2012-02-13 14:22:48 | マンガ
マホロミ 1 (ビッグ コミックス〔スペシャル〕)
クリエーター情報なし
小学館


「マホロミ(1)」冬目景 

 高名な建築士だった祖父の孫にして、やはり建築の道を志す土神(にわ)くんは、建築家の1年生。ひさーしぶりに再会した幼馴染の卯(あきら)との、ちょっと濃い友達関係以外はとくに変哲のない大学生活をおくっていた。のだが……。
 卯に誘われて出かけた取り壊し寸前の洋館で、土神はなぜか古めかしいドアノブに心惹かれる。真鍮製の、レリーフが美しいそのドアノブに触れた瞬間、目の前に幻の扉が現れた。
 扉はすぐに消え、他の誰に説明することもできず、まあしょうがないか、あれは気の迷いだったのだと片付けようとしていた矢先、土神は謎の美女と出会う。祖父の隠し持っていた古い写真に写っていた少女に瓜二つの彼女は、真百合という名で、奇しくも土神と同じ現象を体験できる能力を持っていた……。

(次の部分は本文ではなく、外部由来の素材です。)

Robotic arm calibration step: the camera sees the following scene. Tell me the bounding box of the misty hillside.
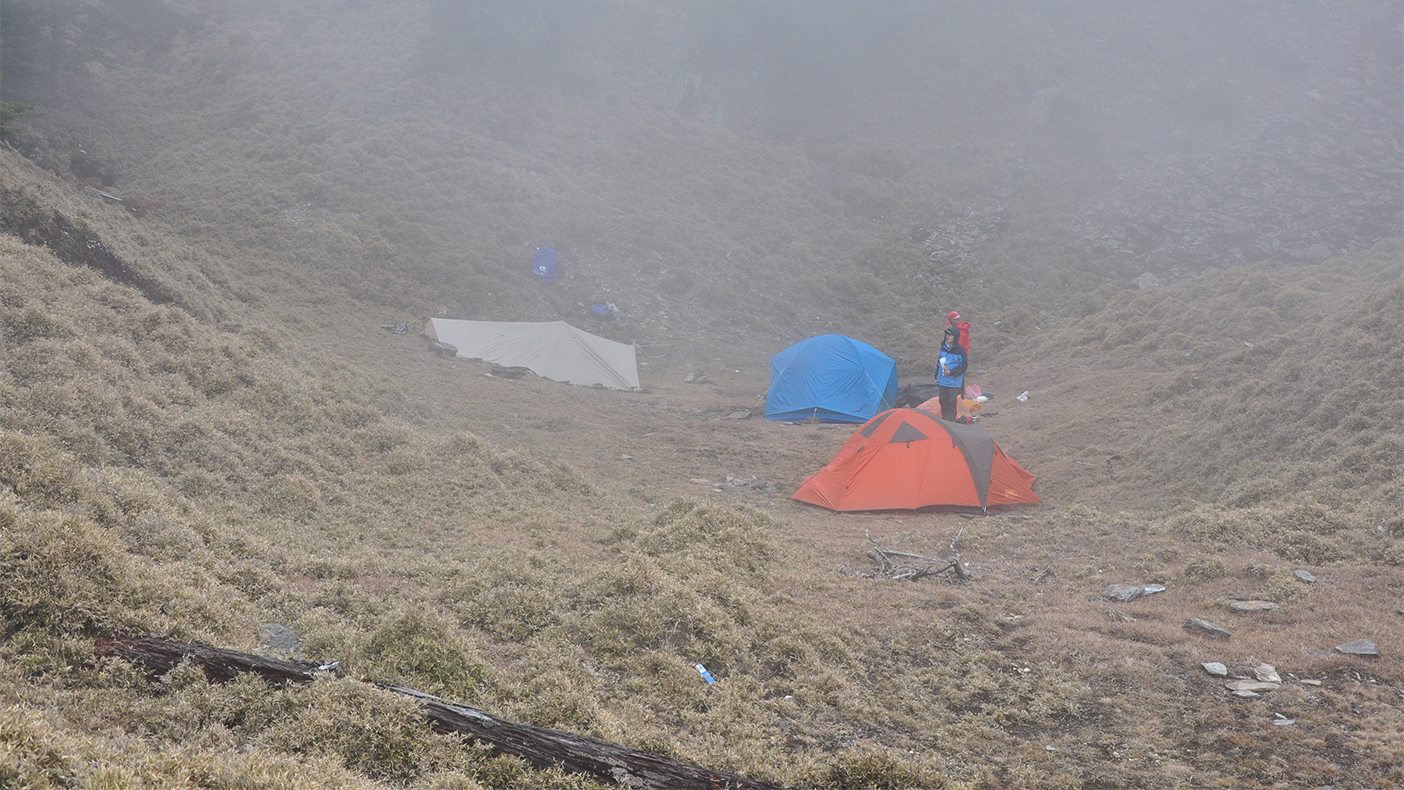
[0,0,1404,790]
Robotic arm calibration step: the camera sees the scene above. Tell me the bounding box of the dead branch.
[97,637,785,790]
[838,530,970,581]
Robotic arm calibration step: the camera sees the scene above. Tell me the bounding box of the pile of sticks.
[838,530,970,581]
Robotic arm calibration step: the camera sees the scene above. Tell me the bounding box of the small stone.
[1224,681,1282,692]
[1102,584,1165,602]
[1335,638,1380,655]
[1181,617,1230,640]
[258,623,302,654]
[1229,601,1278,615]
[1132,272,1164,290]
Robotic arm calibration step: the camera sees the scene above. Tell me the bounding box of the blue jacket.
[936,342,967,387]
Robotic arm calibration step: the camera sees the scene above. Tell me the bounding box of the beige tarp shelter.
[424,319,639,390]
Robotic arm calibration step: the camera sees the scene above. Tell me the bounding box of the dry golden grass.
[0,8,1404,789]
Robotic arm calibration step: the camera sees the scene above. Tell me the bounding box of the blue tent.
[765,334,897,422]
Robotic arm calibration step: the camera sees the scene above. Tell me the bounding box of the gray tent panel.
[424,319,639,390]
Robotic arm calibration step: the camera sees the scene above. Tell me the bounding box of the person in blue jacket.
[936,327,970,422]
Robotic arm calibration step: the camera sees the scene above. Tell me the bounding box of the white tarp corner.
[424,319,639,390]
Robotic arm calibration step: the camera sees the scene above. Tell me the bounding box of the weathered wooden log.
[97,637,317,683]
[382,686,782,790]
[97,637,785,790]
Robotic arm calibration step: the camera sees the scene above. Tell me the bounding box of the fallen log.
[838,533,970,581]
[95,637,317,683]
[382,686,783,790]
[97,637,785,790]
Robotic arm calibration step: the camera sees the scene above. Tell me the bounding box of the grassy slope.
[0,1,1404,787]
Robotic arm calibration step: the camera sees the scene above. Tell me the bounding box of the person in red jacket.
[946,310,970,354]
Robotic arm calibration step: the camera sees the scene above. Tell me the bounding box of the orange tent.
[790,408,1039,511]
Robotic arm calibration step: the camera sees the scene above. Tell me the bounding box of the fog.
[3,0,1404,328]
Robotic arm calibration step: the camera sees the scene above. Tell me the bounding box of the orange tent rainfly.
[790,408,1039,511]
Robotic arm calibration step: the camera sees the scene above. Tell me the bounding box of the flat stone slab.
[1181,617,1229,641]
[1224,681,1282,692]
[1335,638,1380,655]
[1102,584,1165,602]
[258,623,302,654]
[1229,601,1278,615]
[1252,664,1282,683]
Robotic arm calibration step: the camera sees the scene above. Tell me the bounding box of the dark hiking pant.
[938,387,963,422]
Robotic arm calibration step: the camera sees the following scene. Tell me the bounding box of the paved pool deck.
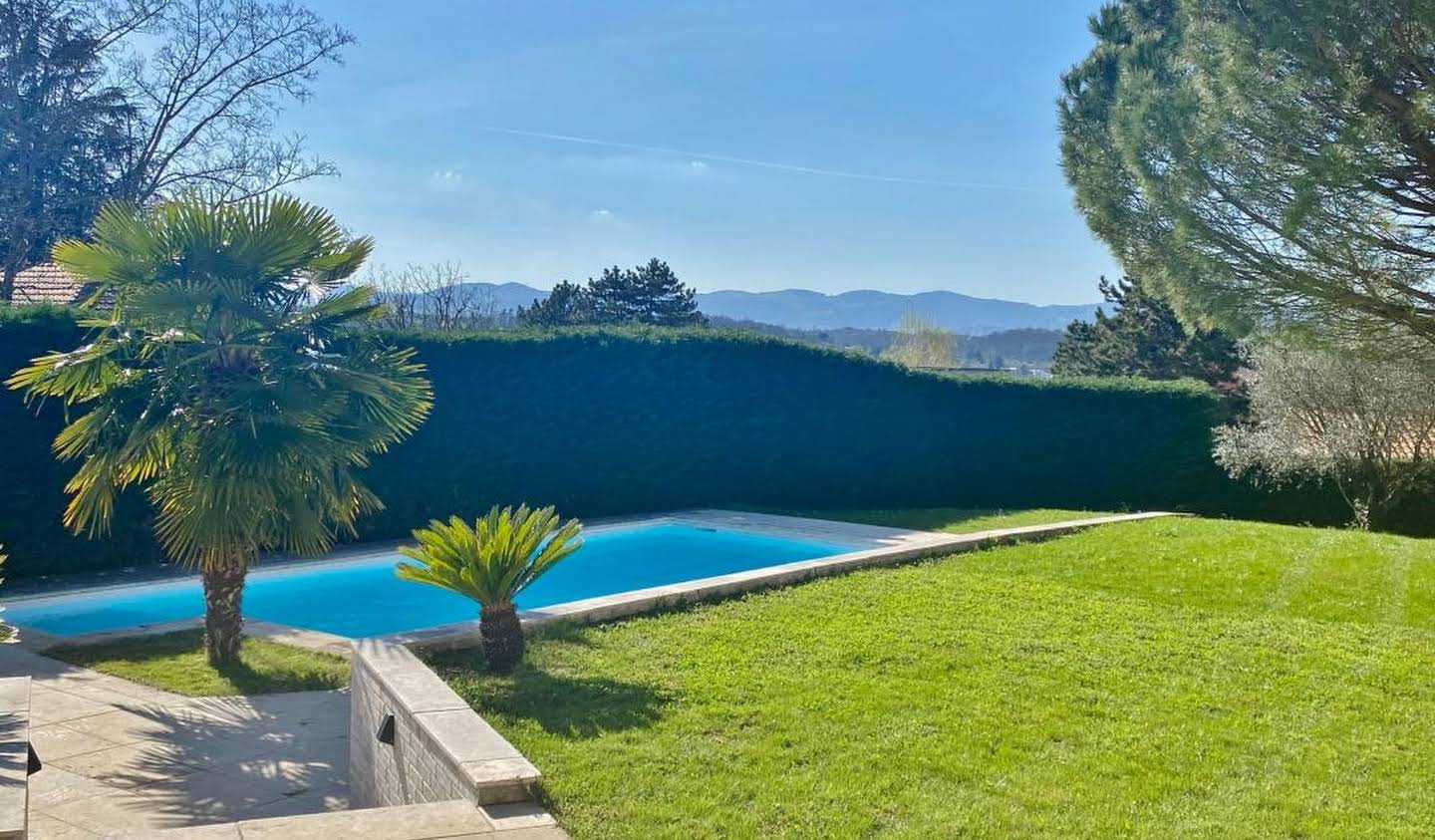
[0,645,567,840]
[0,645,349,840]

 古い建物に残された記憶をミステリアスな美女と一緒に探偵するという、いかにも冬目景っぽいお話。登場人物の配置も、祖父の代から受け継がれている愛憎関係なんかも当然お得意の分野で、だからこそ目新しくはないが安定して楽しんで読める。冬目作品の雰囲気が好きな人だったら文句なしのおすすめ。
 個人的には卯が好きかな。近代建築マニアで、実家が剣道場で、暴力も辞さないシスコン兄貴どもに過保護に守られてて、土神のことを気にしていて、言葉には出さないけどもいつかきっと……な雰囲気を持っている彼女が可愛いい。冬目作品的には当然の当て馬なのだけども、頑張ってほしい。土神と幼馴染といっても小学生の時のサマースクールでだけの関係らしいのだけど、そのへんも良いよね。そういうちょっとした、ほのかで淡い繋がりに憧れます。

このお姉さんはフィクションです!?(1)

2012-02-10 19:29:57 | マンガ
このお姉さんはフィクションです!?(1) (アクションコミックス(コミックハイ!))
クリエーター情報なし
双葉社


「このお姉さんはフィクションです!?(1) 」むつきつとむ

 漫画家の母と運送業でほとんど家にいつかない父の間に生まれた隼は、成績、運動、精神的にも大人に比肩しうる、隙のない良い子に育った。酒好きで家事は出来ず、漫画家という因果な商売の母を手伝い、家事全般をこなしながらの高校生活が、彼を成長させたのだ。
 ある夜、翌日の食事の用意のために外出した隼は、河原で半裸の女性に出会う。半裸な挙句泥酔状態な彼女は成海という名で、紆余曲折の末に隼の家に住み込みのアシスタントとして居つくことになった。
 彼女は一見知的で有能なのだが、実はとんだ見かけ倒しで、職もスキルもない三十路間近の残念美女だったのだ……。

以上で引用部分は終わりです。